Frühmorgens war es am vergangenen Sonntag schon warm, zwei Hummeln in der Duftnessel, 30 pfeifende Mauersegler über dem Haus. Der Krähe hatte ich zur Fütterung zwei Erdnüsse unter ein Gemüsenetz aus dem Supermarkt gelegt, innen auf der Fensterbank, und als ich wieder ins Zimmer kam, waren Netz und Nüsse weg. Ich vermute, dass die Krähe das Netz aus dem Fenster auf die Straße geworfen hat, um an die Nüsse zu kommen, aber ich konnte es draußen nirgendwo entdecken.

Dann wurde es heiß, und man sah vor den Fenstern kein Tier mehr.
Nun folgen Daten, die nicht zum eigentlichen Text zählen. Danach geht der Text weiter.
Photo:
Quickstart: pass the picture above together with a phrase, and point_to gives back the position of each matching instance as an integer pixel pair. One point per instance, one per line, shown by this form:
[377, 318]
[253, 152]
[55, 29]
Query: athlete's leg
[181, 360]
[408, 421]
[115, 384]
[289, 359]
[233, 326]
Auf dem Straßenpflaster konnte man sich ein Ei braten, aber trotzdem war alles voller Sonntagsmenschen mit ihren Sonntagserwartungen an sich selbst und ihre Umgebung. Die Tiere waren klüger, und ich fühlte mich ihnen näher.

Elisa Duca: drifting seaweed (2024)

Frühmorgens ist es an diesem Sonntag kühl und nass, der Balkon droht vor Regen wegzuschwimmen, die Duftnessel neigt sich tief. Schon am Samstag hat es nach der Fütterung im Zimmer nach nassen Krähen gerochen.

Am späteren Vormittag kommen immer mehr Nachrichten, dass ich neue Followerinnen auf Instagram habe, jede eine „Blogger/in“, die auf ihrem Profilbild Bikini trägt. Ich blocke sie und denke darüber nach, wie schwer es mir inzwischen fällt, mein Schreiben zu monetarisieren. Dann regnet es wieder, aber nur kurz.

Ich beschließe auf Netflix True Crime zu bingen. Das ist interessant, weil es um starke Gefühle geht.

Da ist die Folge mit dem Mann, der ein kleines Mädchen entführt und erst als Vater und Kind und dann als Vater und Ehefrau mit ihr zusammenlebt, und das Mädchen hat Freundinnen, die zufällig alle nicht merken, dass es sexuell missbraucht wird, oder die es merken, aber auf ihre eigene Wahrnehmung nicht reagieren, weil die Machtverhältnisse so sind, dass Männer ein Recht auf Gewaltanwendung haben und man besser nicht hinsieht.

Und dann ist das Mädchen irgendwann tot, und wie das kommt, wird in der Folge überhaupt nicht thematisiert. Es darf nur um die Ermittler gehen und ihre Gefühle der Dringlichkeit und Härte, mit der sie den Täter verfolgen, und darum, wie es kommt, dass die Freundinnen des Mädchens irgendwie stumpf daneben sitzen und ratlos in die Kamera blicken, darf es nicht gehen.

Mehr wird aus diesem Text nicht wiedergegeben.